Where did you get your base?

How much did you microwave & for how long?

There is a 90% chance you can remelt your soap & still pour it. All is not lost yet.

Answer the above questions & let's figure this out.-


----------



## pepperi27 (Sep 8, 2007)

I agree with tab and smell it. Its possible the base is not good but you can remelt only you cant start over with color and scenting. Try not to cook too hot otherwise you may burn off the scent. That happened to me when I first started and didn't know anything!


----------



## Gigi2 (Sep 8, 2007)

Even M&P is a "trade" within itself. It's easy, but you still need to practice, practice & more practice. Melt at a low temp, or at shorter bursts in the microwave-should bring a more even melting. You will find what works for you, & what doesn't. Best of luck. And if you do wait too long, the soap will start to get hard. But-one nice thing about MP is you can re-batch/melt it again.


----------



## kitsmom (Sep 8, 2007)

*mp disaster*

thanks all for responding. i bought the base,extra clear from bramble berry. i microwaved approx 1lb at 30 second bursts in the microwave, probably 4-5 times. can u pour the base on a cookie sheet, let it harden and then cut it out with cookie cutters? iam so excited about making soap, i just want to make everything!! also someone told me that the fragrance may have seized the base up. could that be? maybe essential oil would be better? wheres the best place to get fragrance or oil? thanks


----------



## Gigi2 (Sep 8, 2007)

*Re: mp disaster*

I am sure you did, but make sure to cut the soap up in little pieces before microwaving it. On a cookie sheet? I would give it a try, but watch the soap because MP gets very hard-and you may find it's hard to cut with a cookie cutter. Best of luck!

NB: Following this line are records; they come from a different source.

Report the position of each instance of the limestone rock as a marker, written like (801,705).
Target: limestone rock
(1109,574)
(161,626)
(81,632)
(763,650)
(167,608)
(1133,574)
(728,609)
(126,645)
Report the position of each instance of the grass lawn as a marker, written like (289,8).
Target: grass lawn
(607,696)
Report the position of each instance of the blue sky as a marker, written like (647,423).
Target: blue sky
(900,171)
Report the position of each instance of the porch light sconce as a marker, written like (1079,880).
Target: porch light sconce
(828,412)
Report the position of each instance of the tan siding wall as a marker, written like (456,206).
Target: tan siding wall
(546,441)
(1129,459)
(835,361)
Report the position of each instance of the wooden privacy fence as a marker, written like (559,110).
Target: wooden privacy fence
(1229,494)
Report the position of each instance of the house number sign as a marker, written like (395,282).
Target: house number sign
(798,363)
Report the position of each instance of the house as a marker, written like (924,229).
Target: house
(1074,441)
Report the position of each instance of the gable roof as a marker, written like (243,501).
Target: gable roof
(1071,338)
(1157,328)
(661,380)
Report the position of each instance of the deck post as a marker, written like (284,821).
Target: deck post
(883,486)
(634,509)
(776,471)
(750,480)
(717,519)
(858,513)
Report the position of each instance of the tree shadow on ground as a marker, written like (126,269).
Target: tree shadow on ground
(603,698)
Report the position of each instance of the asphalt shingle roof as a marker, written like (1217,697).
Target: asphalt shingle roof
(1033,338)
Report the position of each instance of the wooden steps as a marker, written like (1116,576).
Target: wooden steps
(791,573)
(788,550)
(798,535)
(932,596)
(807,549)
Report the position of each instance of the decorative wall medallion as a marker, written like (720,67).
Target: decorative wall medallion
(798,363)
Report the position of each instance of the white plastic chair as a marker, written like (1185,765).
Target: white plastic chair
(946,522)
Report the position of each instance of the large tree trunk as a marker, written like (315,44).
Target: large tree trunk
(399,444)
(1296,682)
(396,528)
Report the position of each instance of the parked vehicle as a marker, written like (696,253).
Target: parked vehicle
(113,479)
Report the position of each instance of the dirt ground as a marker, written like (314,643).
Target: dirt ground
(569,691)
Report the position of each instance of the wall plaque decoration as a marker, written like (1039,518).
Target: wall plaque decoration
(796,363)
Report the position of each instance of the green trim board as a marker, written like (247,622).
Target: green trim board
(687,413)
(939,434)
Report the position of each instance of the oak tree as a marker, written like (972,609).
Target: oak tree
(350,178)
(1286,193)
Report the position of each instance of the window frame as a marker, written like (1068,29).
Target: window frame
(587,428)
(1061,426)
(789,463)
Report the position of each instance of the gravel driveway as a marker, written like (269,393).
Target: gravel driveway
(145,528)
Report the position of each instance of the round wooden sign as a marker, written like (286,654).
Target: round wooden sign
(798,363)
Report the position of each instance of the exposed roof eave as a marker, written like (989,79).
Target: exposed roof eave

And oh- about buying FO. That's a good question. It is trial & error. So many people have different recipes, etc...it's personal taste. I would first look for somewhere that has good shipping rates to your location. You'll soon find out shipping take a HUGE chunk out of profit, etc...



			
				kitsmom said:
			
		

> thanks all for responding. i bought the base,extra clear from bramble berry. i microwaved approx 1lb at 30 second bursts in the microwave, probably 4-5 times. can u pour the base on a cookie sheet, let it harden and then cut it out with cookie cutters? iam so excited about making soap, i just want to make everything!! also someone told me that the fragrance may have seized the base up. could that be? maybe essential oil would be better? wheres the best place to get fragrance or oil? thanks


----------